Logo, invented and developed by the team at Drumond Park, has now been selling well for four years.

It is based on favourite brands, products and general knowledge. Here is one question by way of an example:

Q Think of products named after birds

1 Matches

2 Cider

3 Chocolate bar

4 Toilet cleaner

Answers

1 Swan

2 Woodpecker

3 Penguin

4 Duck

This year too there is a new game climbing the sales charts, Logo Billionaire. “It doesn’t have questions,” said John. “It is closer to Monopoly, involving buying and selling famous brands.”

Logo 2 is already on the way, for next year, as well as other (yet un-named) games which are still under wraps. Games are launched to the trade at the Iternational Toy Fair at Olympia at the end of January.

Drumond Park is based in Ipswich and in Edinburgh where founders Sandy Duncan and Claire McColl live. “I go up to see them every fortnight,” John said, “We work very well together.”

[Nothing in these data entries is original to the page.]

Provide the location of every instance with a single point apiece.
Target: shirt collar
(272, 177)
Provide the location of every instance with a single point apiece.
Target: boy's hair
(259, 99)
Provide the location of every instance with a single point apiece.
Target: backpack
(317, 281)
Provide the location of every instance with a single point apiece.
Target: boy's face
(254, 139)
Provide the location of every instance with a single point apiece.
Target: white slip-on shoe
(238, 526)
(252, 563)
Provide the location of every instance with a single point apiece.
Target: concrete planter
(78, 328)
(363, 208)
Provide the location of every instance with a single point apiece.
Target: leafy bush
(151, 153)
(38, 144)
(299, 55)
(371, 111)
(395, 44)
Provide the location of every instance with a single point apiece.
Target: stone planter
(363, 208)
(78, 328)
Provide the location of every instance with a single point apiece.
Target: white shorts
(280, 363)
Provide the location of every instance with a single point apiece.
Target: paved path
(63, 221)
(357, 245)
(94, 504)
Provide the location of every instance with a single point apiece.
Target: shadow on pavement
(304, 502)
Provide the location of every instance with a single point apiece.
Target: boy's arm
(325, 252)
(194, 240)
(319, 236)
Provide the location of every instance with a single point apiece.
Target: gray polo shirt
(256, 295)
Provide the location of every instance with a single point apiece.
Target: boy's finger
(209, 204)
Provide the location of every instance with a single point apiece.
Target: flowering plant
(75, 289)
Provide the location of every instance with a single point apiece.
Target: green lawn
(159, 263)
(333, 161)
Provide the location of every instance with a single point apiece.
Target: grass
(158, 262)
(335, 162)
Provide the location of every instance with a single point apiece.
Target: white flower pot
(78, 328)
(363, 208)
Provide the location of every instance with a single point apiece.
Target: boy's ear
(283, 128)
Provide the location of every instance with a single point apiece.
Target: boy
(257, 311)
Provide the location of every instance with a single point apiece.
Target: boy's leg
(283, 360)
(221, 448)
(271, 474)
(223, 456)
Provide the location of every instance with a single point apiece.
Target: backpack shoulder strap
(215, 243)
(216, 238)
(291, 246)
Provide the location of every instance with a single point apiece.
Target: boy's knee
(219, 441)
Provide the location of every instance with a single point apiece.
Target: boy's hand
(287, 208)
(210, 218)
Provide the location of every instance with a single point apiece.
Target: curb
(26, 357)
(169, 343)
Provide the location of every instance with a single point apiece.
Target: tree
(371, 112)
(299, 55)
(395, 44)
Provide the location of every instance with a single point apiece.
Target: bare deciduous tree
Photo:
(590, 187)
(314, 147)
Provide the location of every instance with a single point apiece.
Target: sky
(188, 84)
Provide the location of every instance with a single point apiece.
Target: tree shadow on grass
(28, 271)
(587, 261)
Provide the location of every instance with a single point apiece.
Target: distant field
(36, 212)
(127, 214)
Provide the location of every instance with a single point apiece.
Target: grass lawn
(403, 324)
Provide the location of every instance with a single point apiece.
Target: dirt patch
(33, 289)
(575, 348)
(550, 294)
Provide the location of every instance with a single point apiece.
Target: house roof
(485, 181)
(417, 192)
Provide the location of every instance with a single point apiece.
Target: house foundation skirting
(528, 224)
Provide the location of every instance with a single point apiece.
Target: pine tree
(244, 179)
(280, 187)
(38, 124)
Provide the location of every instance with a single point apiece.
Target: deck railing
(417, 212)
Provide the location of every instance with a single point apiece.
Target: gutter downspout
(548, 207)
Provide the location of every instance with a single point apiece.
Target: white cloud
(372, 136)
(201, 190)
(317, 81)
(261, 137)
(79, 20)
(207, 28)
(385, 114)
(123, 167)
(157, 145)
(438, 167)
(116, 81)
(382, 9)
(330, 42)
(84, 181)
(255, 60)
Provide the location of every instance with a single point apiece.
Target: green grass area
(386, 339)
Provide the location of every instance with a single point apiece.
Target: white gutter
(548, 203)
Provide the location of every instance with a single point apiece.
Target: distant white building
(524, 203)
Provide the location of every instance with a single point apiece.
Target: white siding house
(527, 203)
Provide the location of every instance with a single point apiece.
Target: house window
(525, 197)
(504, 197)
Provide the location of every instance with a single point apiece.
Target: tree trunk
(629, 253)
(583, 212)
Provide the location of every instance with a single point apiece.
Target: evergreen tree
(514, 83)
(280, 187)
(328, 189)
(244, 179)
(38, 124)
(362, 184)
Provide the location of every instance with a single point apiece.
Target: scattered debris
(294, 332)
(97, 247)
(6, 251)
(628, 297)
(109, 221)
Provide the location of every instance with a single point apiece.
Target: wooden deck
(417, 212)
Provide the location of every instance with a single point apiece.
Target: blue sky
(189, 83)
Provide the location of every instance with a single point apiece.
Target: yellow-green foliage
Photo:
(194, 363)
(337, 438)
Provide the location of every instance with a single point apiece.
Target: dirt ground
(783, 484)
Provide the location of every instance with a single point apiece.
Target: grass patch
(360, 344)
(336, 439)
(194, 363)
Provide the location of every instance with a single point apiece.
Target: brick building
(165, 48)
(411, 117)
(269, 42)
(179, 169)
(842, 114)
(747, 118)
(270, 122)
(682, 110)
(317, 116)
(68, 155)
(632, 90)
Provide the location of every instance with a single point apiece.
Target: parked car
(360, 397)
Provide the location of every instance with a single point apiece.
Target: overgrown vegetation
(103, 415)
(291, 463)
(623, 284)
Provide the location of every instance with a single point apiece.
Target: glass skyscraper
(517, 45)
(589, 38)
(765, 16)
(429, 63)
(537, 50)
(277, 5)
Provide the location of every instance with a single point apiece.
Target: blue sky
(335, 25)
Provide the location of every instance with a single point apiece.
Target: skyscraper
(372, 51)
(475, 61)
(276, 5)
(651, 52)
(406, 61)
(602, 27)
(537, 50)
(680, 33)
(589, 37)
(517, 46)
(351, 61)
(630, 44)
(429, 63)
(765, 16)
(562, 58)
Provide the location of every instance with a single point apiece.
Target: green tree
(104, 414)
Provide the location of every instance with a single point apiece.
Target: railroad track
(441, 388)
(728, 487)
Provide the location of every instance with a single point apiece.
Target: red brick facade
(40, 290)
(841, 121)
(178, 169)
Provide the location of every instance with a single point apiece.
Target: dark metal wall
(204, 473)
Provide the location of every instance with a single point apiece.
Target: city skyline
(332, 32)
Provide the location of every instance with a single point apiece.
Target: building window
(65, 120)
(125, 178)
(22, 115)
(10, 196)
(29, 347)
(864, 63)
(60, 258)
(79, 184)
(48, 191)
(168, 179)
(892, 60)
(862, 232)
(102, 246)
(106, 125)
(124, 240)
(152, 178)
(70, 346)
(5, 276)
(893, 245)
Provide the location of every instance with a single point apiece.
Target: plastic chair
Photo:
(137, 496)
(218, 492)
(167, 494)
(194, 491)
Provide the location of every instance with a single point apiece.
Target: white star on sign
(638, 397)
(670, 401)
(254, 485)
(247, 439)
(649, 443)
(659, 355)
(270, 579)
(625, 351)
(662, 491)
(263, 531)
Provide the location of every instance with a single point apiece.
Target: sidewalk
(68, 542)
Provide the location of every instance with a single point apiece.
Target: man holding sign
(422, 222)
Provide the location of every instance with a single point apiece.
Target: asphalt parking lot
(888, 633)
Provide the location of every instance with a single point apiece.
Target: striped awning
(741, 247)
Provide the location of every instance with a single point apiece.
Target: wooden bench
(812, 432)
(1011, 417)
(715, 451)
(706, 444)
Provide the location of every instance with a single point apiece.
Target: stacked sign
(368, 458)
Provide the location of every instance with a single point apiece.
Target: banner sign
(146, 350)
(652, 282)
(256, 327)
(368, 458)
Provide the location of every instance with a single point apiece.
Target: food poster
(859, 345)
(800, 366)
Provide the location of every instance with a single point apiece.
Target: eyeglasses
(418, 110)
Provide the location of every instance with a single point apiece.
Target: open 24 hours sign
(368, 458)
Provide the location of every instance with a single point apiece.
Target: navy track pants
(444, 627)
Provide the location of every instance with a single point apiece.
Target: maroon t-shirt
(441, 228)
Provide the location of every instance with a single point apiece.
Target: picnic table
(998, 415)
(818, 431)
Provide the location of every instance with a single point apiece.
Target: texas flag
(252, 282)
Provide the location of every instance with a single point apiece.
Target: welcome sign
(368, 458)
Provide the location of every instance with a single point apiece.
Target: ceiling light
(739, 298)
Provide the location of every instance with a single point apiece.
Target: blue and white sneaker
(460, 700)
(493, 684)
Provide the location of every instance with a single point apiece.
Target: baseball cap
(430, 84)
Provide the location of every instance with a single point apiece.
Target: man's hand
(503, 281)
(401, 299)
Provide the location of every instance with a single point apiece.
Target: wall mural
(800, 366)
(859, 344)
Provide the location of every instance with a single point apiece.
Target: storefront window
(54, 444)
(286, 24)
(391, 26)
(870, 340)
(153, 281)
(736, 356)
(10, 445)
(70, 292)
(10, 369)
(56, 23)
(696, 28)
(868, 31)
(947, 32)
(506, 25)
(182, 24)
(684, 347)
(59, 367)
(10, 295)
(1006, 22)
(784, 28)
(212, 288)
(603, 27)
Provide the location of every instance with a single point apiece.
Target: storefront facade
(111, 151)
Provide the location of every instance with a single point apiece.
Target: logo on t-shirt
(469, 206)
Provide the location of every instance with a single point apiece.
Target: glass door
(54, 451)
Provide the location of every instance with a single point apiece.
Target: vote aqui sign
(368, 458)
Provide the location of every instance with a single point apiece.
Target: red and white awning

It is a very seasonal business. John Mariani said: “We sell 80% of our games in October, November and December. And we spend a seven figure sum on television advertising. You have to be on televsion these days.

“We are very successful in this country but we are doing very well abroad too. Logo is number one in the USA. It is a game that young and old can play together, so it is great for families.

“It is in 18 countries so far. We are now working on the Scandinavian editions and planning for Brazil,Argentia and Mexico.

“We get a lot of lovely letters and emails from people who say they have enjoyed playing our games. We have had seven years of growth during the hard times out there.

“Perhaps people have been staying home and playing more games together? Our staff have worked very hard the past few weeks and deserve time off with their own families.”

The games are made in Europe and the Far East, and the logistics of getting them here and then to the shops is the responsibility of Adrian Hatcher, head of logistics and finance.

Adrian sees over the sales team of Emily Bibbings, Lawrence Smith and Zara Grant who in turn take care of the sales directors and sales agents from all over the UK.

Around 1.2million board games are sold by Drumond Park every year and have to be transported here, and delivered to retailers, in good time to be sold. Imagine a convoy of 200 20ft containers end to end...

Locally educated John Mariani has a background in board games that goes back to Trivial Pursuit and the Really Nasty Horseracing Game.

His first job in board games was writing questions for the Italian edition of Trivual Pursuit.

He explained: “I had played Trivial Pursuit in the USA, while I was working there, for Rolex. When I heard someone was needed to write Italian questions, I thought, I can do that. I went on to become European editor, responsible for finding people to write questions in every country.

“I must have written a million questions over the years. It has been the core of my business life.”

When I met him just before Christmas, he was proof-reading questions for a Swedish version of Logo. Each local/national game has its own local questions/brands. such as Volvo, Saab and Ikea in Sweden as well as international names like Mars, Nestlé and Kellogg’s. Brands included in the Swedish game would also include, for example, ones for pickled herring, meatballs and fish soup as well as Volvo cars.

All the companies featured all have to give their approval for use in the games.

John also provides advice on question-writing. “They need to be a bit cheeky. We might meet up in a bar, or over dinner, to discuss them,” he said. It helps that he speaks seven languages, five of them fluently. “And I can get by in others,” he said.

One of the key roles in the business is held by Kate Campbell, international project manager. It is her job to contact manufacturing and other companies and get their approval to be included in a Logo game.

It can take 18 months to get an international company to agree to its name or brand to be included. “You have to check every single thing,” she said.

What will she be playing over Christmas with her family? “We try all the games out,” she said, “It has got to be Logo Billionaire this year, probably on Boxing Day.”

As for John, his long-suffering family will be the guinea-pigs for a brand new game. “It is something that brings families together. We will be playing a new game which we hope will be big next Christmas.”